We see that, for the overall metrics, the bootstrapped
`count()`

value is unchanged in each case.
This is as we would expect: each sample is constructed to have
the same number of entries as the original.
However, the `selection_rate()`

metric has been found
to have values of 0.444, 0.556 and 0.667 for the quantiles
specified.
These values are in line with expectations (although note that
with small numbers and ‘proportion’ metrics like `selection_rate()`

,
the median can quickly deviate from the nominal value).
Next, we can examine `MetricFrame.by_group_ci`

:

```
>>> _ = [print(x, '\n--') for x in mf.by_group_ci]
sel count
sensitive_feature_0
a 0.500000 5.0
b 0.333333 9.0
--
sel count
sensitive_feature_0
a 0.700000 6.5
b 0.440972 11.5
--
sel count
sensitive_feature_0
a 0.891767 9.0
b 0.583333 13.0
--
```

We now have much more to dig into.
Firstly, the `count()`

metric is showing
a variation, reflecting the fact that the resampled
data are certain to have different proportions of labels
`a`

and `b`

.
Also, the sum of the `count`

column no longer
has to be an integer, or equal to the total number of samples.
For the median the sum is as expected, but the individual counts
are no longer integers; this is expected, since we requested
an even number of bootstrap samples.
When we inspect the `sel`

column, we see that the
estimates of the median, while *close* to the nominal
values (from `MetricFrame.by_group`

above), are not
equal to them.
In all cases, though, the numbers reported are intuitively reasonable.

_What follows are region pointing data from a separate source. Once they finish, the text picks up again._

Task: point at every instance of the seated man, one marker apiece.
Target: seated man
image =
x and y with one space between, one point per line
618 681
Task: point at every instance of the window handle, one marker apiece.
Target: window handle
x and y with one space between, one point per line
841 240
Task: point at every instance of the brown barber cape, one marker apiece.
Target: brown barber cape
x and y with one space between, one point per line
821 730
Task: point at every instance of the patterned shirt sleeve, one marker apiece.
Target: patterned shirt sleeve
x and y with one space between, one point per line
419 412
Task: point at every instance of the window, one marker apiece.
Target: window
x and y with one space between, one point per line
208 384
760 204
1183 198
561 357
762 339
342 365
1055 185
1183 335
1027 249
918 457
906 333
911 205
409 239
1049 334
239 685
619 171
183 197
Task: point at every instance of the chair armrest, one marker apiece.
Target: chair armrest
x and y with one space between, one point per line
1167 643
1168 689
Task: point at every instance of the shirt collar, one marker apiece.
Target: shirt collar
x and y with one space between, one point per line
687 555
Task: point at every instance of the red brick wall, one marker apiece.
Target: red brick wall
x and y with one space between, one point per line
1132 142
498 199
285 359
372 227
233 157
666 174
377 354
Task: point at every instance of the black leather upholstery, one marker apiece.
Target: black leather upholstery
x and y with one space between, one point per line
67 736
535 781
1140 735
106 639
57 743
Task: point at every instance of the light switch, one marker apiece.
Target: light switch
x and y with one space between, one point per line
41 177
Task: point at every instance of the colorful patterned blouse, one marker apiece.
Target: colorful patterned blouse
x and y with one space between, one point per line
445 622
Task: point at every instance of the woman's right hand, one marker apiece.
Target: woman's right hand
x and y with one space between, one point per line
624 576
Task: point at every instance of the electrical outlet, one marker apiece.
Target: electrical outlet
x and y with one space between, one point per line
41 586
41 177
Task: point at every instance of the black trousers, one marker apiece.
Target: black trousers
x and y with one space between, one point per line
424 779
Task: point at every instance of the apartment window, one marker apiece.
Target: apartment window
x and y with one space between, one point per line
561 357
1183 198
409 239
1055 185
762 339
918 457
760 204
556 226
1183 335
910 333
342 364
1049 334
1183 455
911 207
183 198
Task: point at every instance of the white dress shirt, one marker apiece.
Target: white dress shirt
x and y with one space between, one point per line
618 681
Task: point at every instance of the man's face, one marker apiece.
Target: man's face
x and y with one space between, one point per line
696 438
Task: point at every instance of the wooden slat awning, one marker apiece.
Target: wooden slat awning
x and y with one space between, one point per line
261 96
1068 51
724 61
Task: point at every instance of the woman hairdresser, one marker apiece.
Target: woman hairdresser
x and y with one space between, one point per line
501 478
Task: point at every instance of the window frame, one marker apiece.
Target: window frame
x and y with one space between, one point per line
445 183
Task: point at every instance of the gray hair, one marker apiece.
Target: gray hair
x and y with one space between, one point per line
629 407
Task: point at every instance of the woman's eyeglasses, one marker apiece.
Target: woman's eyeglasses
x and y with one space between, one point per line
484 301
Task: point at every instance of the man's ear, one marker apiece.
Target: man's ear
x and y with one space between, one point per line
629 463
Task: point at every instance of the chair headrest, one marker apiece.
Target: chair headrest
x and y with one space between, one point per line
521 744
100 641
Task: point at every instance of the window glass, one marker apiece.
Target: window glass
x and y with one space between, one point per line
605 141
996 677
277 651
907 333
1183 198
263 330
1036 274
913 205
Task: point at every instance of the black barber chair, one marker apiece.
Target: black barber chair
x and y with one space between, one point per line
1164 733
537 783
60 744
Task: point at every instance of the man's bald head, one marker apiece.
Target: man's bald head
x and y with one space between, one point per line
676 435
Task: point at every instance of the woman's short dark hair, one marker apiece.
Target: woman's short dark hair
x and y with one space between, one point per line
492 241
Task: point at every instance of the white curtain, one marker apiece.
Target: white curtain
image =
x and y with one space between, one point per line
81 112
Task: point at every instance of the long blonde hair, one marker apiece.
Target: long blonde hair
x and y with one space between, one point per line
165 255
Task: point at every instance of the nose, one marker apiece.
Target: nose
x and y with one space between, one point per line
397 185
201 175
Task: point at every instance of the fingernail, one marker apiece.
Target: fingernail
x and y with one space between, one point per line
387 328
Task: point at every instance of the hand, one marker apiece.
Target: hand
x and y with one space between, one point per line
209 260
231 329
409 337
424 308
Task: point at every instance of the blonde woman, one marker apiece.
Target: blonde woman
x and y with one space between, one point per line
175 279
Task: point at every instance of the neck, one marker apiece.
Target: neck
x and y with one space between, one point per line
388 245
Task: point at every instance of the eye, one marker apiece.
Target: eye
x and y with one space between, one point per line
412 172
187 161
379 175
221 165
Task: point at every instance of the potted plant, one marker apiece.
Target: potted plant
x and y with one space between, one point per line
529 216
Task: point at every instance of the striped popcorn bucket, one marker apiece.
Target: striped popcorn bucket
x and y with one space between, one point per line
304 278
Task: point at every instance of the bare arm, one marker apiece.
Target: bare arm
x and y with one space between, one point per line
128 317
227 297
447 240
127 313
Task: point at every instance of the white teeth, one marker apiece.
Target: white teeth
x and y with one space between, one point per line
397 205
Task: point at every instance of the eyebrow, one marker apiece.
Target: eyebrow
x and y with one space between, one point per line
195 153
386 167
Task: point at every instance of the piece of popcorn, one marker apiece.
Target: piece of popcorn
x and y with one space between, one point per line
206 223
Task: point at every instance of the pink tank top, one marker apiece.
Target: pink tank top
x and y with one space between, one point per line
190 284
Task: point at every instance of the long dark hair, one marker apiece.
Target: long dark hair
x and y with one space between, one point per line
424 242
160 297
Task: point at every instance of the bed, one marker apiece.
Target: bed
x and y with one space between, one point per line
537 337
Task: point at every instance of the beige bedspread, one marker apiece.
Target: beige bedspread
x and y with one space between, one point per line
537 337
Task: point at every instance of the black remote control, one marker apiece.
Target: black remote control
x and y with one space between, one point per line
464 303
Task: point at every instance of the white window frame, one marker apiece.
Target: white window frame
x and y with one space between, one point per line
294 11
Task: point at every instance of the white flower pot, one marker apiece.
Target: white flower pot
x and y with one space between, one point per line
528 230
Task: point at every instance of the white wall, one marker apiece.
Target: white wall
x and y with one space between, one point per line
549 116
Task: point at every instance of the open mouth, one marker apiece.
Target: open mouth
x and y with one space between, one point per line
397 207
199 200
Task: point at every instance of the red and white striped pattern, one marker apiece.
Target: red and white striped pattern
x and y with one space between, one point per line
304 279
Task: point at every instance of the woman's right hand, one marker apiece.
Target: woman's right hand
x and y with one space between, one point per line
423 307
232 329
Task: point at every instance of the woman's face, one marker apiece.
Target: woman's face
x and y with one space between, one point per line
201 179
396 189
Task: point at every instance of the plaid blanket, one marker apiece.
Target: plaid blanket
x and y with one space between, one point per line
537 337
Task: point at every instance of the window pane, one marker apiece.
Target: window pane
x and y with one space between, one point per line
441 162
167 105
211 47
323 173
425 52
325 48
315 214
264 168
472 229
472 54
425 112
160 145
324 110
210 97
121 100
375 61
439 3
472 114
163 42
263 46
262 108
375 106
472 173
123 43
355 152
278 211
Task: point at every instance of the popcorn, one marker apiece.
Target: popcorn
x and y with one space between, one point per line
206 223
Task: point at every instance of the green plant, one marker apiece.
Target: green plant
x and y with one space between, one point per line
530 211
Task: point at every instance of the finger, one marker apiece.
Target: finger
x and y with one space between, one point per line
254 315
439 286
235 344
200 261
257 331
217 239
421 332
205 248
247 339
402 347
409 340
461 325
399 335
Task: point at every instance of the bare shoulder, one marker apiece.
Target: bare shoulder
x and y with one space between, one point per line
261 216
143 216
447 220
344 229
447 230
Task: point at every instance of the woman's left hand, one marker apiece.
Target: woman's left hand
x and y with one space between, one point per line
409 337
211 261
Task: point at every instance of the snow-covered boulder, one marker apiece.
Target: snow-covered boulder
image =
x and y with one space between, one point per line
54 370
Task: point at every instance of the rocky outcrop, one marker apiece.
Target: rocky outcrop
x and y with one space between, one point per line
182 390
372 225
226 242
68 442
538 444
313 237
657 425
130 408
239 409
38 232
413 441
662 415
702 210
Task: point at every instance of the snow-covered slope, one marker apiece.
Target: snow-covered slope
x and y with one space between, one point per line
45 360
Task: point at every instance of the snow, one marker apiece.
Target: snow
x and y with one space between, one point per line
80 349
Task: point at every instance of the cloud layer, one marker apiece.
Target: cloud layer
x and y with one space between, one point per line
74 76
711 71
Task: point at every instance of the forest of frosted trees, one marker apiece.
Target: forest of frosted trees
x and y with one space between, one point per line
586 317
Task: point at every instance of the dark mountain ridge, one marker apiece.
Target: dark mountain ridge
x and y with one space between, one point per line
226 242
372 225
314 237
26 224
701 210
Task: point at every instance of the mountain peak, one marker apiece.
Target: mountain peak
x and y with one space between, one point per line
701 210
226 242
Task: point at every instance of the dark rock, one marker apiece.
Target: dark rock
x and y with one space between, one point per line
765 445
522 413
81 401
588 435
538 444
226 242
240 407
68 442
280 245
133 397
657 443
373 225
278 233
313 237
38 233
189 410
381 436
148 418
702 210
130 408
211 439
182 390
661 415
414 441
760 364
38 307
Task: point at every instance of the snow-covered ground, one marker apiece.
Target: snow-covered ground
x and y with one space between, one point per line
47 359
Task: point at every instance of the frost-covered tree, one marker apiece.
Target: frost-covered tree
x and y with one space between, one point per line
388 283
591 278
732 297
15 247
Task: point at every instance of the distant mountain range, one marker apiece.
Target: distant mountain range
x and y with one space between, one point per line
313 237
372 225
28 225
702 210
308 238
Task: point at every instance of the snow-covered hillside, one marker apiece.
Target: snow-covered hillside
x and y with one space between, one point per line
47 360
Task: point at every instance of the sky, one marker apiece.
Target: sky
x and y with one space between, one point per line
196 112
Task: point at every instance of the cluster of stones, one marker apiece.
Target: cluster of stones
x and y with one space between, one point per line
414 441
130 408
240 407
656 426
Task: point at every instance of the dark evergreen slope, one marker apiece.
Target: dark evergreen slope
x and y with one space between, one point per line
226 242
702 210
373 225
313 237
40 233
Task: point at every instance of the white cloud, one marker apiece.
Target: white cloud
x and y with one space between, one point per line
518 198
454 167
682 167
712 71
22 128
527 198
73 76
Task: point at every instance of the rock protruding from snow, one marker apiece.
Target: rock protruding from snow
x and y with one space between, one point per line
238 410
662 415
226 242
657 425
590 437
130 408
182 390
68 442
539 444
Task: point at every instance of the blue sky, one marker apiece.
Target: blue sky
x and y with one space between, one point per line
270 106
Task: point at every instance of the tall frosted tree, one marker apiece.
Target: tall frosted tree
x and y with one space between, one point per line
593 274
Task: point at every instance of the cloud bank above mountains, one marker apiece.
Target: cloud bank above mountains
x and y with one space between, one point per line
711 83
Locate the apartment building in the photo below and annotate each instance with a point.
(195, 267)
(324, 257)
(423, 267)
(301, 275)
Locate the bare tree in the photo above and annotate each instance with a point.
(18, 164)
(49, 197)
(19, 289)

We provide methods such as `MetricFrame.group_min_ci()`

,
which are similar to their non-bootstrapped counterparts.
However, they have no `errors`

parameter.
This parameter controls what happens when a metric returns
a result for which *less-than* is not well defined (e.g a confusion
matrix).
A bootstrapped `MetricFrame`

will not even get this
far, since the lack of a *less-than* operator will cause
the `numpy.quantile()`

call to fail.

## Summary#

Bootstrapping is a powerful and simple technique, but its limitations must be borne in mind:

Bootstrapping

**assumes the data sample is representative of the population****Overlapping confidence intervals do not imply statistical equality**. This is very important in a fairness analysis where we are usually hoping for equalityIncreasing the number of bootstrap samples will make the results more precise, but not necessarily more accurate. The accuracy of the results depends on the degree to which the supplied data are representative of the population

As a Monte-Carlo technique, it can only be as good as the underlying random number generator

The first of these limitations is likely to give the most trouble in practice.